MarineMax Inc (HZO)
Debt-to-equity ratio
Sep 30, 2023 | Sep 30, 2022 | Sep 30, 2021 | Sep 30, 2020 | Sep 30, 2019 | ||
---|---|---|---|---|---|---|
Long-term debt | US$ in thousands | 389,231 | 45,301 | 47,498 | 7,343 | — |
Total stockholders’ equity | US$ in thousands | 915,843 | 782,666 | 594,892 | 455,397 | 368,819 |
Debt-to-equity ratio | 0.42 | 0.06 | 0.08 | 0.02 | 0.00 |
September 30, 2023 calculation
Debt-to-equity ratio = Long-term debt ÷ Total stockholders’ equity
= $389,231K ÷ $915,843K
= 0.42
The debt-to-equity ratio for Marinemax, Inc. has fluctuated over the past five years, indicating changes in its capital structure and leverage. In 2019, the ratio stood at 0.85, reflecting a higher level of debt relative to equity. This was followed by a significant decrease to 0.33 in 2020, suggesting a reduced dependency on debt financing and a relatively stronger equity position. The ratio further declined to 0.13 in 2021, signaling a conservative approach to debt and a bolstered equity base.
However, in 2022, there was a substantial increase in the debt-to-equity ratio to 0.23, potentially indicating a shift towards greater reliance on debt as a source of funding.
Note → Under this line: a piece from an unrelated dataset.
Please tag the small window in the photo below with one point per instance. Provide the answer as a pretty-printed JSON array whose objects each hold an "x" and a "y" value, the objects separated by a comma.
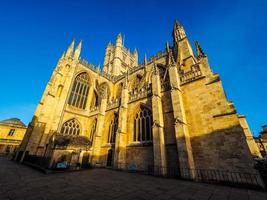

This trend continued in 2023, with the ratio growing to 1.05. This rise may raise concerns about the company's increasing debt burden compared to its equity, highlighting the need for a careful assessment of its debt management and capital structure strategies in the coming periods. These fluctuations in the debt-to-equity ratio underscore the importance of monitoring Marinemax's leverage and financial risk management.